The University of California (UC) Berkeley and Aduro Biotech, Inc. recently announced the launch of a collaborative Immunotherapeutics and Vaccine Research Initiative (IVRI), combining the university’s research capacities with the company’s expertise in immunotherapy discovery and development, including such novel platforms as LADD technology, being developed to treat cancers, including mesothelioma, and autoimmune diseases.
The initiative is founded on the interplay between cancer and infectious disease research, and how knowledge regarding infectious diseases can inform the development of anti-cancer therapies.
IVRI is the first immunotherapy-focused initiative by UC Berkeley, and it was officially launched with a reception on March 24, 2016, at the UC campus. It relies on the extensive research by university scientists and is expected, through a collaborative efforts by researchers, and their collaborators and sponsors, to result in ground-breaking discoveries, therapeutic approaches, and vaccine strategies.
“In the last several years, we have learned so much about the role of the immune system in treating disease, and we look forward to harnessing that information across both research and industry to develop innovative new treatment options to improve patient care,” David Raulet, faculty director of the IVRI and a professor of mmunology and Pathogenesis at UC Berkeley, said in a press release. “Through this initiative, we will leverage our powerful research networks to understand how we can better engage the immune system in treating cancer, infectious disease and autoimmune disease.

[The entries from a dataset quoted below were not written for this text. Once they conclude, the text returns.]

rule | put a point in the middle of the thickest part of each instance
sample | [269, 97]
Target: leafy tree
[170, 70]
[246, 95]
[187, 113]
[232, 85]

“By doing this, we hope to develop new methods for targeting and effectively controlling many different cancers, autoimmune and infectious diseases. Our goal is for these findings to pave the way for the development of innovative new treatment options,” Dr. Raulet said.
Aduro Biotech will provide UC Berkeley with $7.5 million in research funding over the next three years, a figure and timeline that can be increased and extended. Moreover, researchers at UC Berkeley will have access to the company’s technology platforms, such as LADD, STING Pathway Activators and B-select monoclonal antibodies, which are all aimed at improving the body’s natural immune system.
The LADD technology platform relies on proprietary and modified strains of the bacterium Listeria, which express tumor-associated antigens to induce specific immune responses. Clinical data for this platform in advanced cancers is promising, and it is being developed to treat cancers such as mesothelioma and glioblastoma, and of the pancreas, lung and prostate.